Love in the Hell nous évoquera immédiatement une version moderne et plus adulte de Lamu/Urusei Yatsura tant le duo formé par Rintaro et Koyori est similaire dans son fonctionnement : un garçon crétin, concupiscent, voire un brin pervers, une démone sexy en diable et censée faire évoluer l’idiot de service. Ce cocktail puissamment humoristique fonctionne à merveille et on s’amuse tout autant des tenues sexy de l’une que de la profonde bêtise de l’autre. Le titre, complet en 3 volumes, inscrit un nouveau développement dans la collection érotique, cette fois axé sur l’humour.

 

Mon avis :

N'étant pas à son coup d'essai, le label humour érotique revient en force avec cette nouvelle série prometteuse: love in the hell. Entre autres, citons la série minimum teintée d'un design époustouflant ainsi que Nude, retraçant la biographie d'une artiste Top Model, sombrant dans le porno underground. Ce coup-ci, l'éditeur favorise l'humour à la décadence, insérant des protagonistes aguicheurs, perdus en enfer, ne sachant même pas pourquoi ils y atterrissent, mais devant bien sagement se plier aux règles du milieu.

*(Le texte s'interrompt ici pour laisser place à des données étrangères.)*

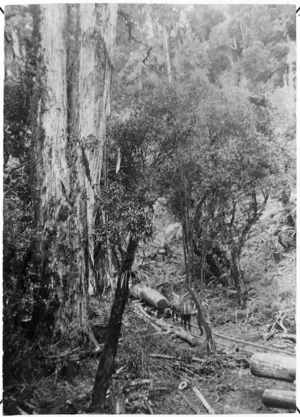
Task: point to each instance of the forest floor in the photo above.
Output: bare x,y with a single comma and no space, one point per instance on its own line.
223,378
150,384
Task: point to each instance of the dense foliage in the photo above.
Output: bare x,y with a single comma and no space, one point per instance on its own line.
203,114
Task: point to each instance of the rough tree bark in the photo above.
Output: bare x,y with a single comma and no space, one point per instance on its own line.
95,43
167,52
106,364
69,136
62,281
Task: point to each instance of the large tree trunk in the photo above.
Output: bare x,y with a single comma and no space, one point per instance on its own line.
96,39
68,143
62,280
107,361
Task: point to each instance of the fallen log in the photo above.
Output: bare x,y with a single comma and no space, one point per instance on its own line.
186,336
273,366
190,403
279,398
167,327
288,336
150,296
203,400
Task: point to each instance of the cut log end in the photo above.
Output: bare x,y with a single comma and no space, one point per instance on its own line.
279,399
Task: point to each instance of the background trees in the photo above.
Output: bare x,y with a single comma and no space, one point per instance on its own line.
195,104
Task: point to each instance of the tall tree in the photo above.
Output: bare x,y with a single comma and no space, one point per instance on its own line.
69,134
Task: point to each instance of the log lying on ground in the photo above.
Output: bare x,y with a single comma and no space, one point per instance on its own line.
273,366
186,336
165,326
289,336
150,296
279,398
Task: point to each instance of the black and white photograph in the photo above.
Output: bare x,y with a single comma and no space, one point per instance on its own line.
149,202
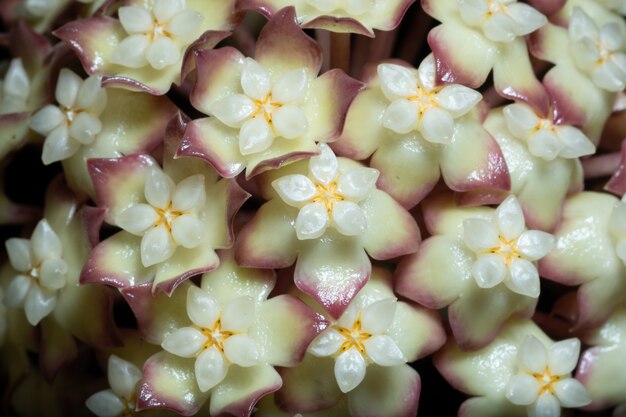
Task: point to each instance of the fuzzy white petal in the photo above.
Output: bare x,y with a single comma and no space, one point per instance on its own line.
326,343
290,121
401,116
210,369
255,136
241,350
201,308
255,80
348,218
137,219
184,342
349,370
238,314
384,351
489,270
156,246
324,167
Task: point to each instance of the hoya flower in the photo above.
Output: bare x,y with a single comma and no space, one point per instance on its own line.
477,36
520,373
266,111
217,335
41,272
75,121
352,16
416,131
545,138
327,214
479,263
532,144
150,45
172,218
327,197
120,399
602,366
372,341
505,251
543,382
587,253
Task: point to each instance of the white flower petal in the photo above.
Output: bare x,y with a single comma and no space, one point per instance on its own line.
58,146
38,304
397,81
357,183
19,253
532,355
137,219
458,99
123,376
290,121
437,125
185,26
348,218
47,119
188,230
358,7
563,356
510,218
158,189
255,136
383,351
255,80
184,342
189,194
324,167
545,144
156,246
523,389
312,221
241,350
326,343
349,370
489,270
520,119
44,242
105,404
528,19
162,52
233,109
131,51
238,314
295,189
401,116
291,87
52,274
480,235
67,87
202,309
377,317
575,142
16,291
546,406
535,244
164,10
571,393
523,278
85,127
135,19
210,369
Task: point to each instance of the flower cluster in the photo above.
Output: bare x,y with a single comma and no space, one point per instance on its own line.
282,207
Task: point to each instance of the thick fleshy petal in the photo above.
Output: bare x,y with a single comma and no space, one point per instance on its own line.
185,342
349,369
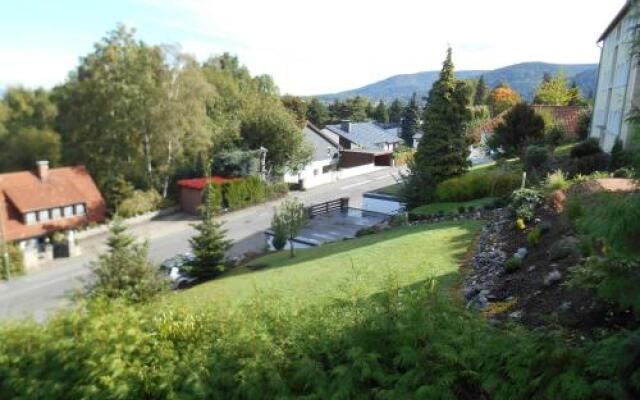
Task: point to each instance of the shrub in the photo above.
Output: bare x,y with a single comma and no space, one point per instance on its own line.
533,238
513,264
140,202
524,202
556,181
536,157
589,147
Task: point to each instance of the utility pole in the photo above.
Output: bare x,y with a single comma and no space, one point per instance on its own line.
4,249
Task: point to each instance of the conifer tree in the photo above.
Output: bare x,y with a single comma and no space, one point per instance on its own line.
410,120
395,111
444,148
480,97
210,244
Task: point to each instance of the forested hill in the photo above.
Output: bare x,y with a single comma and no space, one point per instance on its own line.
522,77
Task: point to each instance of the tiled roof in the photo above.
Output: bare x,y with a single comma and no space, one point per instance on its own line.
365,134
24,191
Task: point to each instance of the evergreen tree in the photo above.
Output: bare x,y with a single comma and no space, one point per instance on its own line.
443,150
380,113
210,244
410,120
124,271
317,113
395,111
480,96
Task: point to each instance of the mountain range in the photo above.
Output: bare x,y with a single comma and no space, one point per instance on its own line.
523,77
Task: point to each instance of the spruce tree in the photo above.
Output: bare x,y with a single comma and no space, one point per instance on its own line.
480,97
395,111
210,244
124,271
410,120
444,149
380,113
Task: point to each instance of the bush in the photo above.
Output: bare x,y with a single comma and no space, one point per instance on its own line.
533,238
474,186
524,202
536,157
140,202
556,181
513,264
16,261
589,147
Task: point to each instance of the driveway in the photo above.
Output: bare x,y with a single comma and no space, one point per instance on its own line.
43,291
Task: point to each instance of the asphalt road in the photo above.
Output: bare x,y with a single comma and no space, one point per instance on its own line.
41,292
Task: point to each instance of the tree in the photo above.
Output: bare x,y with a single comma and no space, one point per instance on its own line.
380,113
210,244
124,271
480,95
410,120
443,151
521,126
502,98
289,219
396,109
555,91
317,113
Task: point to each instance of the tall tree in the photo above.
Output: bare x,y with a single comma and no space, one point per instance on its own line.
380,113
317,113
396,110
410,120
502,98
443,151
480,96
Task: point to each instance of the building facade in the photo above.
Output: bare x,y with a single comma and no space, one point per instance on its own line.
618,80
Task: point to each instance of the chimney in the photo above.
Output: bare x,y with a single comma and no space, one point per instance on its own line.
43,170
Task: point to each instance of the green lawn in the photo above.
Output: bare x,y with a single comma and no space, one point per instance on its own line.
409,254
451,208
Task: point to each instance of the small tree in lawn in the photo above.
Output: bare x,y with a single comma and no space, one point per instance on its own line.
290,217
210,244
521,126
124,271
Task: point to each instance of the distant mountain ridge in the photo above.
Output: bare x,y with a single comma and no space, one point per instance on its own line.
523,77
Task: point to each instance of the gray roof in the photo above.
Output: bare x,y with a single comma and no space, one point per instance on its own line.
323,147
367,135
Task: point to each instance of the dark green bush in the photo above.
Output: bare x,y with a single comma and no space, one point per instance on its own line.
589,147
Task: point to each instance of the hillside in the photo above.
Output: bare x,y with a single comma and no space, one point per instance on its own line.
523,77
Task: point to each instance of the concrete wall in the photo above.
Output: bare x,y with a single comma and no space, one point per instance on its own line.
618,85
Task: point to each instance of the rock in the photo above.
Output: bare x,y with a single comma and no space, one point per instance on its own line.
553,277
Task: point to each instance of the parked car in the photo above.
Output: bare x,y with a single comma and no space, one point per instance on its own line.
176,270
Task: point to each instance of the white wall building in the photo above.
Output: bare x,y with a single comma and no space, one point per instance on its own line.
618,81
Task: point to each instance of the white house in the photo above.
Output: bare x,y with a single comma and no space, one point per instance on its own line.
323,167
618,81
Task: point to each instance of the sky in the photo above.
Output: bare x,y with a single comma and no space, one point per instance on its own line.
309,47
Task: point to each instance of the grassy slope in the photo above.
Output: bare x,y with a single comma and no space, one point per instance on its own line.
412,254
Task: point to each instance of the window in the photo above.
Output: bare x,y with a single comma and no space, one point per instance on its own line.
56,213
43,215
30,218
68,211
79,209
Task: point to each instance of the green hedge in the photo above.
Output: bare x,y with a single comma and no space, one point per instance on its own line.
478,185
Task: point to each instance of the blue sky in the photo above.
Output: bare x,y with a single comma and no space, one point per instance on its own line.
308,46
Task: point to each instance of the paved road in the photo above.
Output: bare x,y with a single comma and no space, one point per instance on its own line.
40,292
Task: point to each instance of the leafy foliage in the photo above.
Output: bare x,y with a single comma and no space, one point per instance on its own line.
124,272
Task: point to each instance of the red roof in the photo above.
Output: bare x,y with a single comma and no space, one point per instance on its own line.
24,191
200,183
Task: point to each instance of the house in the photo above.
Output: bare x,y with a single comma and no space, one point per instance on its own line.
191,191
36,204
618,84
324,161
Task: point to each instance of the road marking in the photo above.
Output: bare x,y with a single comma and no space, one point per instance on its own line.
356,184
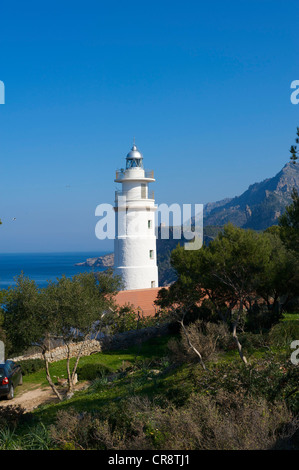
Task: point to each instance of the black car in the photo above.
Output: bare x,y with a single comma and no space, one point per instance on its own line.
10,377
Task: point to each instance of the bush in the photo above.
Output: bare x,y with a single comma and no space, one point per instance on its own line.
261,318
11,416
205,337
92,371
29,366
282,334
224,422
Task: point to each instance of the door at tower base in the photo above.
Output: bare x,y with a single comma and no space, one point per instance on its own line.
138,277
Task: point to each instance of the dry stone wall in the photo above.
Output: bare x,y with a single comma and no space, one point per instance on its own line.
118,341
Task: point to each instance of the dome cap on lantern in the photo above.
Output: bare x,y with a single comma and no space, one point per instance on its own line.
134,153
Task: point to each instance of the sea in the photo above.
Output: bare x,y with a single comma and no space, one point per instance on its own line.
43,267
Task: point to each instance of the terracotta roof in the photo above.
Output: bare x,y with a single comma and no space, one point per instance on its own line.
142,299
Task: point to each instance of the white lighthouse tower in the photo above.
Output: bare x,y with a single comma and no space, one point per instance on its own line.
135,256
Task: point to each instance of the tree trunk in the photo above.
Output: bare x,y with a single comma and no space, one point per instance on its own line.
239,346
49,379
191,345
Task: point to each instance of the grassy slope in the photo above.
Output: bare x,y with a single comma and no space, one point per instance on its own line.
144,379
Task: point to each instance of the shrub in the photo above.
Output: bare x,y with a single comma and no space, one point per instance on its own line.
282,334
205,337
92,371
11,416
29,366
224,422
261,318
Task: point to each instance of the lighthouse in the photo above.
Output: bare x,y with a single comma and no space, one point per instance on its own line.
135,254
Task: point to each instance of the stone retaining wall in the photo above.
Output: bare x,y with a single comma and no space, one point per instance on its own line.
115,342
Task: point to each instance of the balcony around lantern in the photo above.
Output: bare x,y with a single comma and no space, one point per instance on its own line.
142,197
134,173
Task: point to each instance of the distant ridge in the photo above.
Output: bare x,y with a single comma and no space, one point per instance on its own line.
259,206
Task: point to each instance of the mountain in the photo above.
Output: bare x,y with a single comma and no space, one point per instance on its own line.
260,206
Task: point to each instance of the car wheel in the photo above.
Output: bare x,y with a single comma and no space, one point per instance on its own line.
10,394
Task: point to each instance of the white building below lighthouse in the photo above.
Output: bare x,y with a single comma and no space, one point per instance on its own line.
135,255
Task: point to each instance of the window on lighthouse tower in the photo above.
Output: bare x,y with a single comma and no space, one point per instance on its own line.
134,159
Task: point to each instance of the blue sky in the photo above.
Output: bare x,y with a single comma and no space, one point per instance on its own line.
203,86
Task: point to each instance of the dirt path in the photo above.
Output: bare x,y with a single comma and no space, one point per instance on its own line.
31,399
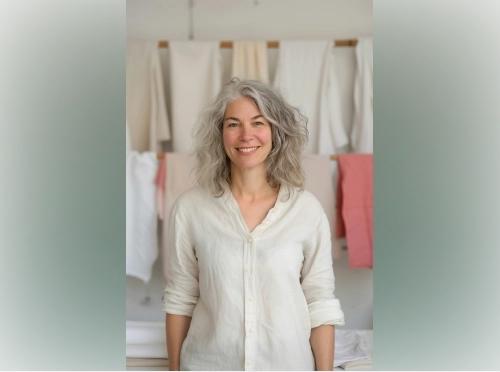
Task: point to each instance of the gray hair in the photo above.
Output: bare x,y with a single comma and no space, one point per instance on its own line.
289,136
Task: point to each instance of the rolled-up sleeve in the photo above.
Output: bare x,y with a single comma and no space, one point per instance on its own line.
318,280
182,289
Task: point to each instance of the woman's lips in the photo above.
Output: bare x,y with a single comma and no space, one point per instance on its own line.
247,150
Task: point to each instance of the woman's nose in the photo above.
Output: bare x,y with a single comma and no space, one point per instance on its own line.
246,133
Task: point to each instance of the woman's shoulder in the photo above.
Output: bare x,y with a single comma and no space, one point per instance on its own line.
306,199
192,198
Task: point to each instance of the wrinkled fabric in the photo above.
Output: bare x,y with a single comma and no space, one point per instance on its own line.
253,296
250,61
146,105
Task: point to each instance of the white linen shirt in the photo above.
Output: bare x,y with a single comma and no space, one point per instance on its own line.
253,296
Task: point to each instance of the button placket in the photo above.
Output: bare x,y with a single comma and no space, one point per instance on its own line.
249,305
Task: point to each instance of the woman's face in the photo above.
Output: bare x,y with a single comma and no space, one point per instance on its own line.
246,133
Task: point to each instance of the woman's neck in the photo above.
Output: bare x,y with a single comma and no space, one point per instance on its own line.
251,184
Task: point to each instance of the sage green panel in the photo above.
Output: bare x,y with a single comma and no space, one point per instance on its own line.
437,182
62,195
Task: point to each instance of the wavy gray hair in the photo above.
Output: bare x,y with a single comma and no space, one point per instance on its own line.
289,136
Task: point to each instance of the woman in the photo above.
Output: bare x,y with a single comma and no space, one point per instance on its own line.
251,281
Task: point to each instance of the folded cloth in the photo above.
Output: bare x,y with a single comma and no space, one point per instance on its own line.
351,345
145,333
250,60
358,365
146,105
141,215
320,183
146,351
146,362
355,207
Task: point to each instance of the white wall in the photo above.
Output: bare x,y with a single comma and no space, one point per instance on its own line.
259,20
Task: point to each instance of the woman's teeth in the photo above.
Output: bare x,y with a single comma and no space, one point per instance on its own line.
248,149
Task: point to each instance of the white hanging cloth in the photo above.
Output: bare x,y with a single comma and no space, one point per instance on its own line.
362,126
141,215
250,60
146,106
195,79
307,79
321,184
178,179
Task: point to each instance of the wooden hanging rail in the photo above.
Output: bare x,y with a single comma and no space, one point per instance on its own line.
159,155
270,44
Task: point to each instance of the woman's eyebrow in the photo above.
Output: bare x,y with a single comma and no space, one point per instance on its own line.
236,119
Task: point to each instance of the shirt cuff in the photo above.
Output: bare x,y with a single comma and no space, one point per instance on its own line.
177,303
326,312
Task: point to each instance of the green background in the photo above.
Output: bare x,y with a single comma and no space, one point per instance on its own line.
62,195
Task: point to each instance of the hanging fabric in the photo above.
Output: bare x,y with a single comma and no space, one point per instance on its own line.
307,79
250,60
355,207
362,126
320,183
141,215
195,79
146,107
178,178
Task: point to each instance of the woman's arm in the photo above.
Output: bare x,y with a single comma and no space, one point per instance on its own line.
323,346
177,328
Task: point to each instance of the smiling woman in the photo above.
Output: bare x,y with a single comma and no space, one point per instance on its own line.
251,283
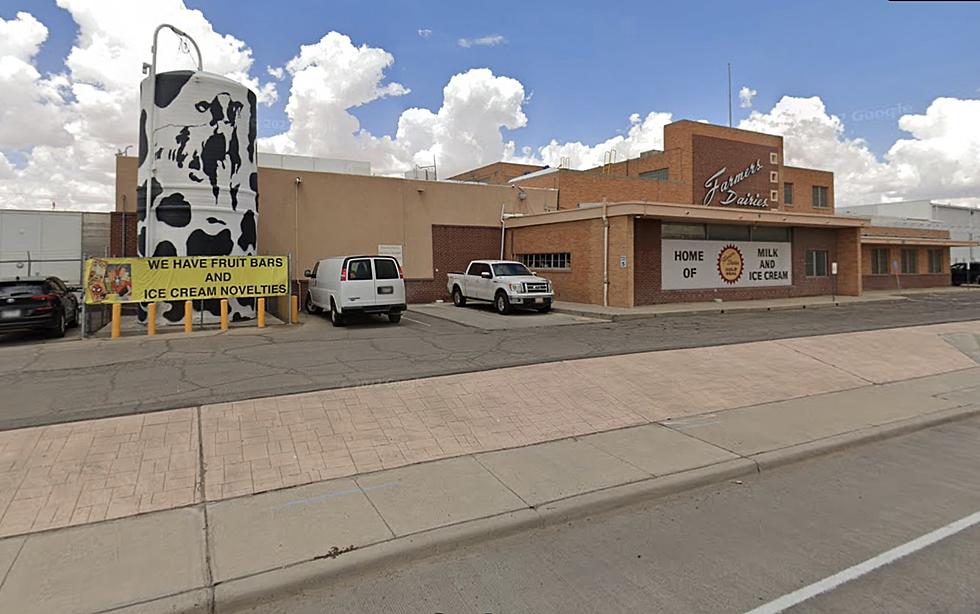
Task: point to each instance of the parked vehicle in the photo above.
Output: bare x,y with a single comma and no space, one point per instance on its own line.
37,304
965,273
356,284
505,283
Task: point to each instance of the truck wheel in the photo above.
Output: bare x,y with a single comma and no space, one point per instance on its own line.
458,299
336,318
502,304
311,308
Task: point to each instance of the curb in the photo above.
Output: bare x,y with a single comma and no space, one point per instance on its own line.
268,586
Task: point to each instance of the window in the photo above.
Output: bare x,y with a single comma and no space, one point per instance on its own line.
661,174
880,261
561,260
816,263
910,262
386,268
770,233
820,197
478,268
728,232
359,270
682,231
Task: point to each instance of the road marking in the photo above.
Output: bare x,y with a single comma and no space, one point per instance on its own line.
852,573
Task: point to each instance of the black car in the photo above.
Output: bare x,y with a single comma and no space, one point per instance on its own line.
37,304
965,273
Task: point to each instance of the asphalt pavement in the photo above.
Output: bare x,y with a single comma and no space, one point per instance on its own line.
72,380
818,536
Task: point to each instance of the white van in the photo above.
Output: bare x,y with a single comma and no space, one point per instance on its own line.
356,284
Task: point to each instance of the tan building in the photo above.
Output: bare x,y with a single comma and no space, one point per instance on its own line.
715,215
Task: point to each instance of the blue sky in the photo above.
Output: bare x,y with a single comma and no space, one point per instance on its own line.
591,64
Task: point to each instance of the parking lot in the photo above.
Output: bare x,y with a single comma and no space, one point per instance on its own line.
55,382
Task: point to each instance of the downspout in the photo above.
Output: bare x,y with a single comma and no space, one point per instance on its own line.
503,229
605,255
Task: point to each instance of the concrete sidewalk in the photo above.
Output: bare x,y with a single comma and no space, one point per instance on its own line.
805,302
239,551
213,499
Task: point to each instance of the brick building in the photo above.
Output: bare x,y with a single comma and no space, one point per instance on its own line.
715,215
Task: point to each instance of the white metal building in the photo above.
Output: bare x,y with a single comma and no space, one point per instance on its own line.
962,222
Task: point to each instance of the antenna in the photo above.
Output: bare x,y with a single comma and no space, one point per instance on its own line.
729,94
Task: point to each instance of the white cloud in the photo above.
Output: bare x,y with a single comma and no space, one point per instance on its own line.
745,96
484,41
69,125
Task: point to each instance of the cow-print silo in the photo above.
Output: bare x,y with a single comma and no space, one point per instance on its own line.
203,197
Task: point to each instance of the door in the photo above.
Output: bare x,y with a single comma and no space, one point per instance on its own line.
358,291
388,284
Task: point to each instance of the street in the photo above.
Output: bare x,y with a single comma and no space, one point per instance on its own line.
99,378
726,548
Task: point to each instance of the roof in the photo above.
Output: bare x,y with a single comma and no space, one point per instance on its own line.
689,213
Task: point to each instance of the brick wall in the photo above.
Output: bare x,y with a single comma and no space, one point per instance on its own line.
452,249
582,239
647,270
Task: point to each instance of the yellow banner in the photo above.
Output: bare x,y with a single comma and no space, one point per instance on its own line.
149,280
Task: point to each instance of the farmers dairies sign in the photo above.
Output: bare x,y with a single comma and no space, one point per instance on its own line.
688,265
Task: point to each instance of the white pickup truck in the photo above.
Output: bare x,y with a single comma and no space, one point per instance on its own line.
505,283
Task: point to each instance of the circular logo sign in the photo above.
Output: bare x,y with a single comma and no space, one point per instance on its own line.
730,264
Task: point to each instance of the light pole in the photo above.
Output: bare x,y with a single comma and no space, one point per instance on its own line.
151,128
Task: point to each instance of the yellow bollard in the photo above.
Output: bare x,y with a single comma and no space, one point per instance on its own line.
151,319
188,316
224,314
116,319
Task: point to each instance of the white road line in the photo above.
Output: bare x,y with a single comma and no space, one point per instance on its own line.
852,573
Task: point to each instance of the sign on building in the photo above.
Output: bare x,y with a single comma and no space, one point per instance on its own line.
688,265
148,280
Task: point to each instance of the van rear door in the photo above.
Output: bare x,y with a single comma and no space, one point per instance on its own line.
388,284
358,290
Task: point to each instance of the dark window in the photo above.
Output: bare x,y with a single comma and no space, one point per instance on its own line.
879,261
820,197
682,231
816,263
560,260
21,289
510,269
728,232
770,233
359,270
386,268
661,174
910,261
478,268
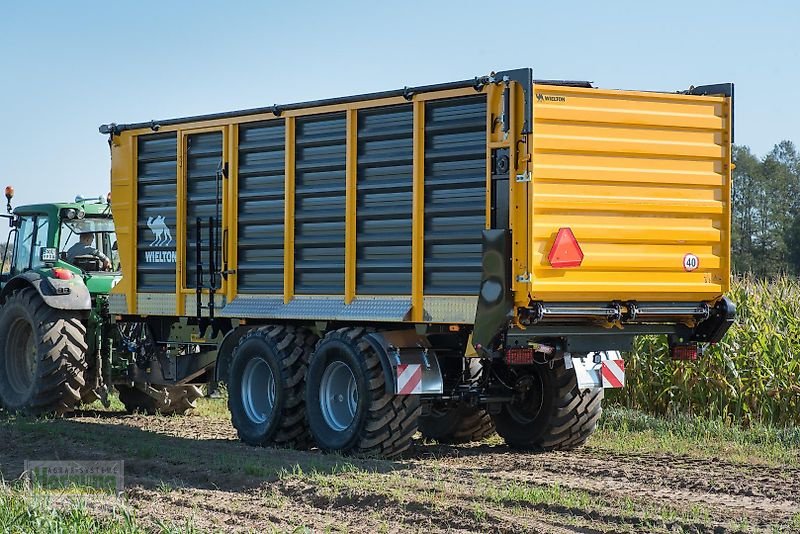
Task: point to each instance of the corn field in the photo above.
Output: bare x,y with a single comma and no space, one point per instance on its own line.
753,375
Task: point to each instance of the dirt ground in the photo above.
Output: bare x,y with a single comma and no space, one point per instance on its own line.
193,473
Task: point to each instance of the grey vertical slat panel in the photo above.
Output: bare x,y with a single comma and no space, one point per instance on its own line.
455,194
385,155
203,159
261,207
157,172
320,144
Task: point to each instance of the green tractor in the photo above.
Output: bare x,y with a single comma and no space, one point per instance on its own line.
59,347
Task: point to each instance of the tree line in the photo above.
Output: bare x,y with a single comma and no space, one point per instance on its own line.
765,222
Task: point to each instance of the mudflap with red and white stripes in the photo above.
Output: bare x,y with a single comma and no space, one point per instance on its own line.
613,373
416,372
604,369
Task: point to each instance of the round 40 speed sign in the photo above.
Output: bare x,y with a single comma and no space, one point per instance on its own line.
690,262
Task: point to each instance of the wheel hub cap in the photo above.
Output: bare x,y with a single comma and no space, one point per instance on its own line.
338,394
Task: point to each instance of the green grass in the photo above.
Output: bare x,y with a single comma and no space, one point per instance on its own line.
630,431
24,511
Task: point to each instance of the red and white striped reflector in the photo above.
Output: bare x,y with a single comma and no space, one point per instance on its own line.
409,379
519,356
613,373
684,352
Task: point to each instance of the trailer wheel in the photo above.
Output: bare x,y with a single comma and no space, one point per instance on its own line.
351,408
266,386
460,423
42,356
550,413
164,400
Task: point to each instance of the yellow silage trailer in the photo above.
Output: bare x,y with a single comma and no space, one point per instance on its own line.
454,258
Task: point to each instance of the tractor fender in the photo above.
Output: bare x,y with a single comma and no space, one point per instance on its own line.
58,294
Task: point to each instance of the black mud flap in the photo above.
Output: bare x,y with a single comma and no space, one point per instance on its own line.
495,302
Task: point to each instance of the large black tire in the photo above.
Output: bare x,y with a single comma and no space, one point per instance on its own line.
42,356
266,386
459,423
553,414
179,400
373,420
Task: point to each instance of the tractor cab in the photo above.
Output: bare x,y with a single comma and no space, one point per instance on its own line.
63,240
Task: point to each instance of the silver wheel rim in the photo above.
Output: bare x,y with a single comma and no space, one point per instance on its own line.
258,391
338,395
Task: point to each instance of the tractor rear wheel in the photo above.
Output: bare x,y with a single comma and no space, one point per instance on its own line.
163,400
42,356
549,411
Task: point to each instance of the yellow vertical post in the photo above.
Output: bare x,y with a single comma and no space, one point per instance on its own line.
180,225
288,211
351,166
133,251
418,215
231,211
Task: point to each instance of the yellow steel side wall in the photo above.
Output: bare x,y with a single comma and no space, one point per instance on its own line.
642,179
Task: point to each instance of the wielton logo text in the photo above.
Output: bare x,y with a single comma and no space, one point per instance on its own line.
549,98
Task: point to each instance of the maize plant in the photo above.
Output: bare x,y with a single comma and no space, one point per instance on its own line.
753,375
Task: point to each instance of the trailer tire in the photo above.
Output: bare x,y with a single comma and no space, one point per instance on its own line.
455,424
49,378
373,421
179,400
266,386
553,415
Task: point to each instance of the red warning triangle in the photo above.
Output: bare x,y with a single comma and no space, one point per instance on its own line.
566,252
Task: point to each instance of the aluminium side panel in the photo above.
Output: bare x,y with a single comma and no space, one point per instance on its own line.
455,194
320,154
156,180
203,200
384,200
261,207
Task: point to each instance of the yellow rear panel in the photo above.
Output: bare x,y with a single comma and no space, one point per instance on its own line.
642,179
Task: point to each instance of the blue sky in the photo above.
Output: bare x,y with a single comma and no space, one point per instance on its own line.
67,67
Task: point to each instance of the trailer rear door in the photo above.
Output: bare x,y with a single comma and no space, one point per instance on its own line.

Tout démarre, ou plutôt tout se termine pour Rintaro, jeune gars dont on ne connait quasi rien, qui fixe sa propre carcasse de chair, devenant une âme, confiant d'accéder au paradis. Le rêve étant de courte durée car il se réveille entouré de reliefs sombres et craquelés, nu, face à un contexte hostile. Une jeune démone inexpérimentée s'adresse à lui, et lui servira de guide pour parcourir ces versants horrifiques. Koyori, la démone jeune et sexy, acquiert son 1er client en enfer et comble de l'ironie, autant Rintaro que Koyori semblent s'apprécier au premier regard et pourtant vous êtes bien enfer pour un bon bout de temps... alors pourquoi ne pas en profiter?

 

Entre Rintaro et Koyori, la glace est vite brisée: elle lui fait dont d'un iphone, servant de cache-sexe, le bougre n'a que cela pour se vêtir, quant à lui, pour se venger, il palpe les cornes du visage de la demoiselle, qui semblent être extensibles et humides, rendant celle-ci hors d'elle. Bref, la sono est donnée et va bon train. Amateurs de burlesques, d'humour calibré à double connotation, soyez servis et rassasiés, le voyage sera long. L'enfer présenté par Reiji Suzumaru est plaisant et serait presque une future destination de voyage. La communauté présentée affiche un portrait comparable à notre existence de mortels : une hiérarchie bien prononcée, de l'emploi qui rapporte de l'oseille, car notons, que les démons et démones travaillent, et ne flânent guère, récoltent leur dû en fin de mois pour se payer à manger et se vêtir. Un clin d’œil sympathique montrant un contexte comique très loin de la barbarie unilatérale.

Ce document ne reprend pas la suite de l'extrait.